Strona:Karol May - Przez pustynię tom 1.djvu/169

Ta strona została skorygowana.

Gdym wyszedł z komórki, poczułem w ciemności, że Arab wił się w strasznych kurczach na podłodze. Halef wparł mu kolana w piersi i dusił go z całej siły.
— Dotknij się go u pasa, czy ma nóż przy sobie, zihdi!
— Ma; poczekaj!
Wyjąłem mu skrępowanemi rękami nóż z za pasa, ująłem rękojeść mocno w zęby i przeciąłem sobie pęta.
— Przeciąłeś, zihdi?
— Tak, teraz mam ręce wolne. Dzięki Bogu, że Arab jeszcze nie zginął.
— Zihdi, zasługuje na to.
— A jednak będzie żył! Zwiążemy go, zakneblujemy włożymy do mojej komórki.
— Będzie przez nos jęczał i zdradzi nas.
— Zdejmę mu chustkę z turbanu i owinę mu twarz. Nie ściskaj go tak, niech trochę odetchnie!... Tak teraz go zaknebluj — zwiąż mu pasem ręce i nogi — odejmij ręce od szyi i chwyć go za nogi dobrze, teraz dość! Zanieśmy go do komórki!
Doznałem głębokiej ulgi z chwilą, gdyśmy zasunęli drzwi za Arabem i stanęli u schodów, wiodących na pokład.
— A co teraz, zihdi? — zapytał mnie Halef.

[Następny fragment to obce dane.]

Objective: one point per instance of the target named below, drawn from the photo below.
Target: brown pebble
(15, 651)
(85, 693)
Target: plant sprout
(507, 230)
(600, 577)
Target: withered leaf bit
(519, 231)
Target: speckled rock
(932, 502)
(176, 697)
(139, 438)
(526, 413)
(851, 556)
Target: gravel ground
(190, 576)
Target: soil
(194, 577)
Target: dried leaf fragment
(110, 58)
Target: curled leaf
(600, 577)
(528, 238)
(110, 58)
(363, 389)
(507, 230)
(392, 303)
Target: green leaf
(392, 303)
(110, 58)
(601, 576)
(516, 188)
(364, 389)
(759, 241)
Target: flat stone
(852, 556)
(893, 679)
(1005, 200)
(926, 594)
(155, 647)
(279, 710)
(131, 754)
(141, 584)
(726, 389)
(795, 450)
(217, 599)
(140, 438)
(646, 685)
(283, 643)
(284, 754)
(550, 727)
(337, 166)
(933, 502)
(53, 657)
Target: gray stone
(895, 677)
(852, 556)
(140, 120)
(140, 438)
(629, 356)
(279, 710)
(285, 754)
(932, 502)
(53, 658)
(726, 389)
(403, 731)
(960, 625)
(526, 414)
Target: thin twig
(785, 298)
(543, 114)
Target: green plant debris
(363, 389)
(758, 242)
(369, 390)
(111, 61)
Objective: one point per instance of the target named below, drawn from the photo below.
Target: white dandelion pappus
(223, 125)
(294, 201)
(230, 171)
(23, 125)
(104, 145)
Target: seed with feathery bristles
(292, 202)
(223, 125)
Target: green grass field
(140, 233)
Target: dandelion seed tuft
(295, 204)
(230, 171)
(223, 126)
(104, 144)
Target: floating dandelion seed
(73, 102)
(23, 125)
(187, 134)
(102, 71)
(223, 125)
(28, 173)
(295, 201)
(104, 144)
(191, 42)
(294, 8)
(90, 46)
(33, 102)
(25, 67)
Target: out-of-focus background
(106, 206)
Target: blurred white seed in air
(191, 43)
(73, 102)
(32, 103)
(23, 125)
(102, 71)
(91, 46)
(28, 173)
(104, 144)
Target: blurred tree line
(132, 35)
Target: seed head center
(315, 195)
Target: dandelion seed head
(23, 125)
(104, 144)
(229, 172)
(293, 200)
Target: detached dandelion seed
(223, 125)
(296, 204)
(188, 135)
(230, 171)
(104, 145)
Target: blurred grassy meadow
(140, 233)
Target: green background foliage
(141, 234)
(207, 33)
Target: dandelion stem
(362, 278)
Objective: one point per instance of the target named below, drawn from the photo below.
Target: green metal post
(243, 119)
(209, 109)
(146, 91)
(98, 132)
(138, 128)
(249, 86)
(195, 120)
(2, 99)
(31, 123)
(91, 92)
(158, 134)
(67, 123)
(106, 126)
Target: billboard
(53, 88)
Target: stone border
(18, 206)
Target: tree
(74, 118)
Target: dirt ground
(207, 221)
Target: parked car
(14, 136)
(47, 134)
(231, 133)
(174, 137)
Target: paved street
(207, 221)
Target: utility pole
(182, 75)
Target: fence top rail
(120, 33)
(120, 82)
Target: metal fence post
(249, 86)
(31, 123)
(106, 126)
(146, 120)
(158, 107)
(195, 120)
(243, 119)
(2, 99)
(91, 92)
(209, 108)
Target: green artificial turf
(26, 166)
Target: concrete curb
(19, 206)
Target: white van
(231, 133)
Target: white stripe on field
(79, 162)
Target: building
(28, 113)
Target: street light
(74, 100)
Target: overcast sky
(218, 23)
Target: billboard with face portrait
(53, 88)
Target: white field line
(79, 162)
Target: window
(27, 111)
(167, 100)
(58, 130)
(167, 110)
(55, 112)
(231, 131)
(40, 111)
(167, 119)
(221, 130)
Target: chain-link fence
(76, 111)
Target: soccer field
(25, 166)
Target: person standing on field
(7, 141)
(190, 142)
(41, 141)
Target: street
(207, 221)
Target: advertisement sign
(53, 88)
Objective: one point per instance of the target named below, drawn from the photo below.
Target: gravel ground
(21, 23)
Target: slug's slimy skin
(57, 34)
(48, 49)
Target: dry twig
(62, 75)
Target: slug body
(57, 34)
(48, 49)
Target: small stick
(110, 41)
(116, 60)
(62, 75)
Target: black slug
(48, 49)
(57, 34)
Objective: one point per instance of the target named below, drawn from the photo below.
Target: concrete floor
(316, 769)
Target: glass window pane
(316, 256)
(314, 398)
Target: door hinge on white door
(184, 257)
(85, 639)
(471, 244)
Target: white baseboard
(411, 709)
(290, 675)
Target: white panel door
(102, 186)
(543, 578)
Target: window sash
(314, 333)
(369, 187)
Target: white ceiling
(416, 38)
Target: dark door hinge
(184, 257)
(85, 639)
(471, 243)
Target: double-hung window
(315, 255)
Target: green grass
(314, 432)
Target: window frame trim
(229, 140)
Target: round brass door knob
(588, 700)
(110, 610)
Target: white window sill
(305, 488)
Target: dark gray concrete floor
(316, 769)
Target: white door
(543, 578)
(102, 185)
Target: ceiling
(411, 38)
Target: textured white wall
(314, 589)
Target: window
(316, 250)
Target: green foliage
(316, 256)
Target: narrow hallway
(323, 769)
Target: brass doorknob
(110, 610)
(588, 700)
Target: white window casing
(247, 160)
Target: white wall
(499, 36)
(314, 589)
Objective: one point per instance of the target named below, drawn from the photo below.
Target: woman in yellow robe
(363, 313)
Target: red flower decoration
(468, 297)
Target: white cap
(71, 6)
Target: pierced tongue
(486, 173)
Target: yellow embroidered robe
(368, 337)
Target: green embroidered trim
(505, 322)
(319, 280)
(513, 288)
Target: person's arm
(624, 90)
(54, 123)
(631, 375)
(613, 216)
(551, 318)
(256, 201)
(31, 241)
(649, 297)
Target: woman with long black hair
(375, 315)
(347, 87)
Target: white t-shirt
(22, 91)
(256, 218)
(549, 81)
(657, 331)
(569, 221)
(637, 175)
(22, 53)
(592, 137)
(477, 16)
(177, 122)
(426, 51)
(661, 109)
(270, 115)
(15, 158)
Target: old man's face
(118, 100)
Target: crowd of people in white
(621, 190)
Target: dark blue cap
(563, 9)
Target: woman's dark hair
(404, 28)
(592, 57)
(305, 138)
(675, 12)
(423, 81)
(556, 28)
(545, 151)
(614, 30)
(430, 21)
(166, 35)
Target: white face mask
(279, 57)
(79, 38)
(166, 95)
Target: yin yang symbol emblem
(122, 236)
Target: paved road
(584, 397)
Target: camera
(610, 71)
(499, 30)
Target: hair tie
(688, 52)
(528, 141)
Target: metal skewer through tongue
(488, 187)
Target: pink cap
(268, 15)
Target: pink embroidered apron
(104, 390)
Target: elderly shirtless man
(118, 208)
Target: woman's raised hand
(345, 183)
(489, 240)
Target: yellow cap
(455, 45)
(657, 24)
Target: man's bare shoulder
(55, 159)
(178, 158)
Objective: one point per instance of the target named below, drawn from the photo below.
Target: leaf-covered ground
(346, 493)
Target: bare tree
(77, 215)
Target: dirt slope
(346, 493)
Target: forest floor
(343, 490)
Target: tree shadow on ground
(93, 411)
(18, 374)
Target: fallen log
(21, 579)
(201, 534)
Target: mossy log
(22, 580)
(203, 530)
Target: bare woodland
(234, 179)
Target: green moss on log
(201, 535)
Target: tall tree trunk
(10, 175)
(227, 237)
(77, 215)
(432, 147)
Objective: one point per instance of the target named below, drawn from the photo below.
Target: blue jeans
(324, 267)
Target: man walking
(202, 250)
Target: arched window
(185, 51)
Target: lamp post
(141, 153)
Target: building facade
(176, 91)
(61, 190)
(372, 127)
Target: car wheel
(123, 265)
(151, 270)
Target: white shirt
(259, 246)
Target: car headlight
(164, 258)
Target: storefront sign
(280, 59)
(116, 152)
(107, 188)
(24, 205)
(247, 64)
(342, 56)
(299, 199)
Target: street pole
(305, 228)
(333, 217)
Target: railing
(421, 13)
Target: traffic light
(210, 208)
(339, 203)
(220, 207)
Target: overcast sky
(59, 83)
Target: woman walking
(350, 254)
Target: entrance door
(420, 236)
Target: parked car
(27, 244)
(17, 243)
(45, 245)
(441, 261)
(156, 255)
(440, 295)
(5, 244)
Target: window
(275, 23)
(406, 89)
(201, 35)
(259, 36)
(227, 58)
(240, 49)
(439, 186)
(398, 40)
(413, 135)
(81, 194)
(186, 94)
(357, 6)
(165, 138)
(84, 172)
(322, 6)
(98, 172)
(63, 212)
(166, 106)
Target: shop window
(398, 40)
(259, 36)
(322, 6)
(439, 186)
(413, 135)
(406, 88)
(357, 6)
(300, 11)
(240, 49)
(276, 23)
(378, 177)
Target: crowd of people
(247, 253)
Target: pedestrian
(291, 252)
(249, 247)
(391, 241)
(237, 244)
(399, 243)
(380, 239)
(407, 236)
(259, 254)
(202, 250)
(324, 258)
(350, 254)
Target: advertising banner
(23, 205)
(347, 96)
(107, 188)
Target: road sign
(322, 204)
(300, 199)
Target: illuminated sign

— Jakżeż doszło do tego wszystkiego?
— Całkiem prostym sposobem. Wylazłem z mojej kryjówki i nasłuchiwałem.
— A gdyby cię zauważyli?
— Nie uważali na mnie, bo sądzili, że nie mogę się ruszyć. W tem usłyszałem, że „ojciec szabli“ poszedł z dwunastoma ludźmi do Dżiddy. Wziął dużo pieniędzy ze sobą, aby je dać wielkiemu szeryfowi w Mekce. Dowiedziałem się również, że Arab, co ma straż przy tobie, będzie spał u twych drzwi. On nienawidzi ciebie namiętnie i byłby cię już dawno zabił, gdyby się nie bał Abu-Zeifa. Chcąc się dostać do ciebie, musiałem go wyprzedzić i tak przekradłem się przez nikogo niedostrzeżony, cichaczem przez pokład. Tyś mnie na pustyni nauczył chodzić chyłkiem. W chwili, gdy stanąłem u drzwi, nadszedł Arab.
— Ah, więc tak to było! Słyszałem.
— Gdy się położył, chwyciłem go za gardło. Co dalej było, wiesz już, zihdi.